I realize at times that I can be very matter-of-factual. My heart doesn't go to the painful and broken place with them where there are no easy answers and pain is an endurable reality. Its so scary to do that, to own that I can't save them or fix their situation, I can't even save myself or fix my own situations. I want to get into problem-solving mode with them and teach them skills, when sometimes it's just... not the time for that. Its time to break with them and let that be. To own that life is fragile and so easily shatters at times. I want to fix it, I want to know where to go with it but sometimes I just don't.

There's a Blindside song that asks "Don't you ever feel like glass?" It hints to this strange situation we are in where at any moment, like a glass ornament on a tree, we could be mishandled and fall and shatter. We are delicate and fragile and frail. Yet there is freedom in understanding and embracing that, instead of putting on this protective wall that's meant to keep us from being vulnerable. We are like glass, but sometimes we don't feel like it because we're fooling ourselves- convincing ourselves that we are safe and secure in this world and free to do or be whoever we want without actually being vulnerable to breaking.

Can this go to a positive place? Can we look towards and anticipate redemption in the midst of this kind of sorrow?

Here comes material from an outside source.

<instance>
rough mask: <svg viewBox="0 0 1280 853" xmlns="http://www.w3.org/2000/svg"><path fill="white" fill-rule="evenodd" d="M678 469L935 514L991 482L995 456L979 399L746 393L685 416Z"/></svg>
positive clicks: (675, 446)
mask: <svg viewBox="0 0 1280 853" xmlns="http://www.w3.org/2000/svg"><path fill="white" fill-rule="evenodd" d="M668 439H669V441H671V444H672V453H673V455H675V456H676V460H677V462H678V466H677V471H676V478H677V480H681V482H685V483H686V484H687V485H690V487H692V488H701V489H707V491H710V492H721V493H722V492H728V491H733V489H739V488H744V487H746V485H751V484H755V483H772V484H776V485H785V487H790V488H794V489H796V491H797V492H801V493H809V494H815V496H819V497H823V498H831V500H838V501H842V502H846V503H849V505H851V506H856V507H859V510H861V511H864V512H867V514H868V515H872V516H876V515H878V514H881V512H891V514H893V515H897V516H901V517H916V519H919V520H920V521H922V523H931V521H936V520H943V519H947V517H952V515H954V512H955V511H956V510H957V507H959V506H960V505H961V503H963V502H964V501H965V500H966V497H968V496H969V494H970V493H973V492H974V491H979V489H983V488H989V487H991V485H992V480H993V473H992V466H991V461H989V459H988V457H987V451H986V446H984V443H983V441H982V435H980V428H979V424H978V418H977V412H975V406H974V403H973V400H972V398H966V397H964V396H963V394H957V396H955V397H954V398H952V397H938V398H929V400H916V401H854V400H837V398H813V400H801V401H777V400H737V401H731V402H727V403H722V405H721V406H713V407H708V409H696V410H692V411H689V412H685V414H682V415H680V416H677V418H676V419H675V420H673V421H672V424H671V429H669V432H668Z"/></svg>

My life mantras reflect my expectation of God's redemption, but sometimes I fear that it will not come- not in my life or in the lives of my hurting clients. That tells me I need to understand the cross and grace and mercy and love in ways that I do not yet grasp. I think I'm too afraid to, too afraid that I'll reach out to hold onto mercy and love and plummet to my death because God's hand wasn't there waiting to meet mine... or to catch me.